First, utilizing state-of-the-art hardware, machine learning tools, and molecular modeling software to discover and optimize lead compounds. This area of research exploits structure-based and ligand-based drug design software tools developed in-house and by others to identify small molecules that can interfere with biological processes to provide pharmacological treatments. Such tools include pharmacophore modeling, QSAR studies, and docking, followed by lead optimization using bioisosteric replacement. In this realm, collaboration with experimentalists will be indispensable to produce a high-quality and successful research outcome.

Second, inspecting the association between structure, dynamics, and function of important drug targets using molecular dynamics simulation techniques. In this area of research group, molecular dynamics (MD) simulation is utilized to achieve mechanistic understanding for important biological processes at molecular level. MD simulation can shed light on the binding process of endogenous molecules to their targets; i.e., what are the conformational changes (induced by this binding) that triggers the signal transduction process. Collaboration with experimentalists is also indispensable in this realm as well, and their data are used to validate the simulation process. If the simulation model is valid, it can be used to provide answers and insights which will advance our understanding of such biological processes, and thus, support rational drug design and discovery process.

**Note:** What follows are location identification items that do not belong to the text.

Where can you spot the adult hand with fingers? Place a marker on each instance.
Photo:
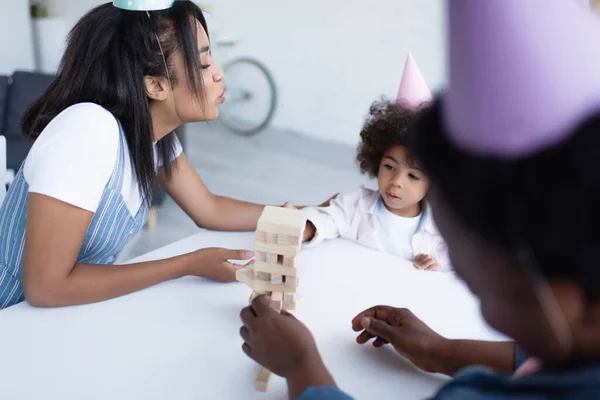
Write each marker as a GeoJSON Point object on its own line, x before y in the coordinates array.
{"type": "Point", "coordinates": [215, 263]}
{"type": "Point", "coordinates": [284, 345]}
{"type": "Point", "coordinates": [427, 263]}
{"type": "Point", "coordinates": [426, 349]}
{"type": "Point", "coordinates": [409, 336]}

Third, developing efficient computer algorithms and machine learning tools to solve cheminformatics and bioinformatics problems. This research area employs graph representation of native structures of molecules, macromolecules, or interfaces between them, followed by efficient subgraph mining, to identify frequent and common structural features (motifs) that can then be used to predict the structure or function of biomolecules. This approach was successfully used in the field of cheminformatics to develop molecular descriptors, identify common pharmacophoric groups, generate fragment-based virtual library, and extract ligand-receptor interaction patterns to assess in docking small molecules; a novel idea for which the CCG Excellence Award was granted. The same approach was also applied to solve bioinformatics problems as well; frequent geometric motifs of interfacial residues were extracted and used to assess in docking protein-protein complexes, and frequent geometric motifs of internal residues were extracted and used to assess in identifying correct protein folds.